Quick Story

November 30, 2009

And so she made the fractures of her heart into dents: Still present, still remembered, but not deep and paining enough to sag her steps. Her feet would rise and fall slowly with the rhythm of her breathing–But yet they rose…!

Storytellin’!

November 29, 2009

So I did some storytellin’ the other day. Hit up 7:00 minutes in or so, though the rest of the show’s fun too. I really enjoy this weird magical realism/jazz mode I write in sometimes… If you ever wonder how I thought it up, read Coming Through Slaughter. Incredible book that I could rant about for days, it’s basically a half-truth poetic pseudo-biography of a historically mysterious jazz musician who played before jazz was called jazz. But yeah! Here:

Click here, Mr. saxophone player.

(Falls a little short, but eh! Fun to write.)

The Grumplelump

There lives a creature in Karimakoo,
Where the Grinkles eat grapleleaves and honeydew
And the Crickleups frolick all night and all day,
But this poor creature, the Grumplelump, does not get to play,
Instead, he sleeps sadly, all forlorn and upcurled,
For on his back sits the rest of the world.

“Righteous Days”

November 28, 2009

(OR: Fun with attempts at cliche-less dialogue and making up colloquialisms!)

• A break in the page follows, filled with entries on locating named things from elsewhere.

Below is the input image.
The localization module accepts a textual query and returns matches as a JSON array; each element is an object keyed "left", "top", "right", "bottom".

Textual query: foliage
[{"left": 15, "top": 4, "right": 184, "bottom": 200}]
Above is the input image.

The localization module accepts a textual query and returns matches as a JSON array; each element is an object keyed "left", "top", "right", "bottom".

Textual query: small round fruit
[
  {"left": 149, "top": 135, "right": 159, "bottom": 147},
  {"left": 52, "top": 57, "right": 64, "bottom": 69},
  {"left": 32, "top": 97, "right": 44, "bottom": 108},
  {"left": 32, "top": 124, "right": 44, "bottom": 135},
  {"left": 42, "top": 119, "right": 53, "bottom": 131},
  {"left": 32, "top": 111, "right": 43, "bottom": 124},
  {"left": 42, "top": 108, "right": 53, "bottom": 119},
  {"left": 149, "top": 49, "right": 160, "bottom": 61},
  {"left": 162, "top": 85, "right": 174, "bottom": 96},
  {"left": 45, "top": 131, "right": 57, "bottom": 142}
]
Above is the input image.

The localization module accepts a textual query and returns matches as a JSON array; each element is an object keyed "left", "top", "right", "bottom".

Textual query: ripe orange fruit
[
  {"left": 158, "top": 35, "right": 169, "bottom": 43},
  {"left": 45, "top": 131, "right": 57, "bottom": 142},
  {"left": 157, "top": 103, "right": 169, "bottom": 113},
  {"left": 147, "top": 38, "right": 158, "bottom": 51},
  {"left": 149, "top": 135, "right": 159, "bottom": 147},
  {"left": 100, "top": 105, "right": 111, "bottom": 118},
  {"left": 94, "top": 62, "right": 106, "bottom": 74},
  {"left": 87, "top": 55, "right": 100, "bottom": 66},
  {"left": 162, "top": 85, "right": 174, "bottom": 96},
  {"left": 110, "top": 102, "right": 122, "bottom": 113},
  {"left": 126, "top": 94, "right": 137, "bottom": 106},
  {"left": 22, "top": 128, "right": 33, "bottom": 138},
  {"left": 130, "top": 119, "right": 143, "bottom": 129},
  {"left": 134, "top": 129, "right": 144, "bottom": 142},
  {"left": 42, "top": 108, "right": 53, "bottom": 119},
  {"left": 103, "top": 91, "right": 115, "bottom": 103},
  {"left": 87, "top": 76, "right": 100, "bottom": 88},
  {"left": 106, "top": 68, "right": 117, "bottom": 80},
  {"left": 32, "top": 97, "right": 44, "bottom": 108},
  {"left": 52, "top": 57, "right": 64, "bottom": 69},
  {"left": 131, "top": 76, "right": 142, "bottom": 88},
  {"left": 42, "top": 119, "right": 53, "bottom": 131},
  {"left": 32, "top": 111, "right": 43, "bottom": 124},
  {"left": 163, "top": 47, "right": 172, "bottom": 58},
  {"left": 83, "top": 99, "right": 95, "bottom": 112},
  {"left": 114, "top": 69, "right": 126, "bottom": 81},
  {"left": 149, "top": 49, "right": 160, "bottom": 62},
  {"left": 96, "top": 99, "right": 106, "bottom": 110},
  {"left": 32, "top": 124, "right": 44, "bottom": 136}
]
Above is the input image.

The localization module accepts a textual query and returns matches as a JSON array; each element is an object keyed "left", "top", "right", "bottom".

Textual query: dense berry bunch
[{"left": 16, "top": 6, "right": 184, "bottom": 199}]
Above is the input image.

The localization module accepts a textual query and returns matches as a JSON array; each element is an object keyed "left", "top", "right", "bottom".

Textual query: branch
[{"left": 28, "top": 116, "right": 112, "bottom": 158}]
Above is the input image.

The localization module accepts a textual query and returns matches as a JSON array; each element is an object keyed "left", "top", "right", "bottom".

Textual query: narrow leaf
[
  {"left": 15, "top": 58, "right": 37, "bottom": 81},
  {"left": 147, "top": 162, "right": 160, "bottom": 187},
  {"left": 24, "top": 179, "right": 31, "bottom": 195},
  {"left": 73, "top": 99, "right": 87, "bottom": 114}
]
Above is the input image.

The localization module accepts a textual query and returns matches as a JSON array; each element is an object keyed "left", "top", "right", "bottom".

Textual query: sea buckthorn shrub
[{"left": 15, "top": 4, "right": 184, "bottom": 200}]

“So I’m on the shop shift the other day, right? Nobody comes in all day, surprise, it’s a wonder that Lee still lets the place stay open. But yeah, so I sit around and let the place sit still with me, read some of the magazines, that sorta stuff–”
“Get the damn story out, Johnny!”
“I’m getting, I’m getting! Right, so, sittin’ there, and about an hour before the place dies the daily death, and good spirit up high, this kid walks in!”
“Kid!”
“Kid! It’s crazy! I mean, I get some old creeps every now and then, chah, but a kid! In the shop! I barely knew how to sit! I mean, my mind ain’t quiet around kids in the first place, couldn’t really understand ’em after I stopped bein’ one, chah, but here! The shop ain’t really decent enough to be a playground, catch?”
“Catch, yeah, but what, you chase him out the chimney or somethin’?”
“Nah, nah, I let him wander the place a little first. Didn’t really know how to dig for a split tick, but then I guessed I could just let him go off and see the shop around, chah? So he goes off around the place.”
“And then he…?”
“And then he comes up to the marbletop counter holding an old violin he cropped off one of the shelves and goes, ‘Pretty crap shop y’got here, oldskin.'”
“Crap shop!”
“Crap shop!”
“Kid had some spikes on his back, he did!”
“Crap shop! Spikes! I mean, I ain’t proud of the place, chah, it ain’t even my spot to be proud of, but just callin’ it like that! Kid had spikes to the ears! Little bastard! So I give him a stare for a tick and soon enough ask him why he thought it was a crap shop. He goes, ‘Got nothin’ here that ain’t got a dust coat.’ I tell him that’s the sort of deal that gets hunted for around here. And he runs off his mouth, ‘Ain’t a deal if it’s a deal fer nothin’s worth.'”
“Y’hit him, right?”
“I tried, chah, but the kid dodged, dropped the damn violin to the ground (it didn’t get any more bent up, ‘least that) and ran down for outside’s safety. I fired down after him yelling death and curses like a black siren, already thinkin’ how I could grab his hair and brand his cheek red with my palm, but he hopped one of the broken windows and made off down the horizon like a jackrabbit on ice.”
“Skedaddled!”
“So I stayed grounded for a tick or two, real thoughtful in my little world, and soon then went back in to the counter. And would you know it?”
“What’d I know?”
“Kid left a shoe. Ran clean out of it.”
“A shoe! Ha, put it on a shelf and stick a number on it.”
“Think I will, chah. Kid gave me some merchandise for my worries, hah!”
“Hah! Man, Johnny, for a guy with a dead-boring gig…”
“I catch that, man. I catch.”
“Hah… ‘crap shop’. …Hah!”
“‘Crap shop.'”

Starting back up soon!

November 26, 2009

Probably this weekend. Oh snap. Here’s a random poem to tide you over when someone told me to write about anything:

“Anything”, you say! Oh, what poet’s plight is this?
To such an end, there’s none! Like asking a lover
To choose their partner from all the world that they know not!
The mere work makes me grasp around–
A flower! A soul! Some dream, or crooked streetlight,
Some tower that stands to be made symbolic,
Some reason with words to sulk or frolic,
Aie! Give me the curve of the Earth to write upon,
And my words shall not be visible in worldly scope,
Though at least, perhaps, to a kinder, smaller wanderer,
A passerby, who will see such a grandly sighted poem,
etched on a rock by the road, and wonder.